1. Het beroep, ingesteld op 18 september 2017, strekt tot de nietigverklaring van het besluit van de Vlaamse Regering van 14 juli 2017 tot wijziging van het besluit van de Vlaamse Regering van 15 maart 2013 houdende nadere regels inzake duurzaam gebruik van pesticiden in het Vlaamse Gewest voor niet-land- en tuinbouwactiviteiten en de opmaak van het Vlaams Actieplan Duurzaam Pesticidengebruik.

II. Verloop van de rechtspleging

2. De verwerende partij heeft een memorie van antwoord en de verzoekende partij heeft een memorie van wederantwoord ingediend.

VII-40.089-1/38

Eerste auditeur-afdelingshoofd Peter Provoost heeft op 28 april 2021 een verslag opgesteld.

De verzoekende partij heeft een verzoek tot voortzetting van het geding en een laatste memorie ingediend. De verwerende partij heeft een laatste memorie ingediend.

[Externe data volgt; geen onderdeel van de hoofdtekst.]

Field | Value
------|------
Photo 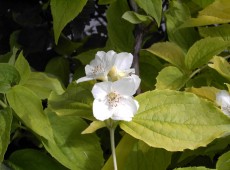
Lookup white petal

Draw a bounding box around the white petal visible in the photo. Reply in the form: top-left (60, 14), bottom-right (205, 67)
top-left (114, 52), bottom-right (133, 70)
top-left (92, 82), bottom-right (112, 100)
top-left (112, 75), bottom-right (140, 96)
top-left (76, 76), bottom-right (93, 83)
top-left (95, 51), bottom-right (106, 60)
top-left (85, 64), bottom-right (94, 75)
top-left (111, 97), bottom-right (138, 121)
top-left (216, 90), bottom-right (230, 106)
top-left (93, 99), bottom-right (112, 121)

De partijen zijn opgeroepen voor de terechtzitting, die heeft plaatsgevonden op 30 september 2021.

Kamervoorzitter Eric Brewaeys heeft verslag uitgebracht.

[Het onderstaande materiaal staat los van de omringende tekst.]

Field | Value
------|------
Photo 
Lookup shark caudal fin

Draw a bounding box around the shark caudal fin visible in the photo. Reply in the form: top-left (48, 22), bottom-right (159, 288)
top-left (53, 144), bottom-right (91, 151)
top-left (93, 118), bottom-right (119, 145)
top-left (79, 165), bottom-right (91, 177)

Advocaat Bernard Deltour, die verschijnt voor de verzoekende partij, en advocaat Jutte Nijs, die loco advocaten Kristien Vanderheiden en Jan Bergé verschijnt voor de verwerende partij, zijn gehoord.

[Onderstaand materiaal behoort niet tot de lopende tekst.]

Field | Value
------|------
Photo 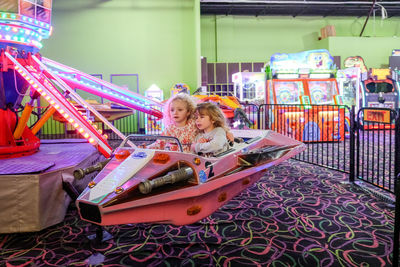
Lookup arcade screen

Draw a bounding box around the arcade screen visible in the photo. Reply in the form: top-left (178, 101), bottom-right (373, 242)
top-left (274, 81), bottom-right (304, 104)
top-left (19, 0), bottom-right (51, 24)
top-left (308, 81), bottom-right (337, 105)
top-left (367, 82), bottom-right (393, 94)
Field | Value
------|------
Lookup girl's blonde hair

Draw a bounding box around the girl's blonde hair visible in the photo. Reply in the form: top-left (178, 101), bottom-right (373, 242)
top-left (163, 93), bottom-right (196, 127)
top-left (196, 102), bottom-right (229, 131)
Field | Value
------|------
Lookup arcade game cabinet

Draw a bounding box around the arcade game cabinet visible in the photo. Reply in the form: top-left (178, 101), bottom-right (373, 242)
top-left (232, 72), bottom-right (265, 104)
top-left (266, 49), bottom-right (345, 142)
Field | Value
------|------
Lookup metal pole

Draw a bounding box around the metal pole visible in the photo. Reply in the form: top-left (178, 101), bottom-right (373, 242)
top-left (360, 0), bottom-right (376, 37)
top-left (349, 105), bottom-right (356, 183)
top-left (392, 109), bottom-right (400, 267)
top-left (392, 175), bottom-right (400, 267)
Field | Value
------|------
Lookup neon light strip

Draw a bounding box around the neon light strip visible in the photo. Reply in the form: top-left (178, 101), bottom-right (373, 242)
top-left (32, 56), bottom-right (136, 147)
top-left (42, 57), bottom-right (163, 107)
top-left (4, 52), bottom-right (112, 157)
top-left (0, 34), bottom-right (43, 49)
top-left (0, 22), bottom-right (43, 41)
top-left (0, 12), bottom-right (51, 29)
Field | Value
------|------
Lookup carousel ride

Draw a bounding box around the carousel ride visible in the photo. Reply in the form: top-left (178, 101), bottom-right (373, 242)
top-left (0, 0), bottom-right (304, 233)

Eerste auditeur-afdelingshoofd Peter Provoost heeft advies gegeven.

Er is toepassing gemaakt van de bepalingen op het gebruik der talen, vervat in titel VI, hoofdstuk II, van de wetten op de Raad van State, gecoördineerd op 12 januari 1973 (hierna: RvS-wet).

III. Feiten en wetgevend kader

3. Verordening (EG) nr. 1107/2009 van het Parlement en de Raad van 21 oktober 2009 betreffende het op de markt brengen van gewasbeschermingsmiddelen en tot intrekking van de richtlijnen 79/117/EEG en 91/414/EEG van de Raad (hierna: verordening 1107/2009):

“[...] heeft tot doel een hoog niveau van bescherming van de gezondheid van mens en dier en van het milieu te waarborgen en tegelijkertijd het concurrentievermogen van de communautaire landbouw te vrijwaren. De bescherming van kwetsbare bevolkingsgroepen zoals zwangere vrouwen, zuigelingen en kinderen verdient bijzondere aandacht. Het voorzorgsbeginsel dient te worden toegepast en deze verordening dient te

VII-40.089-2/38

waarborgen dat de industrie aantoont dat de stoffen of producten die worden geproduceerd of op de markt worden gebracht geen enkel schadelijk effect op de gezondheid van mens of dier hebben, noch enig onaanvaardbaar effect voor het milieu”.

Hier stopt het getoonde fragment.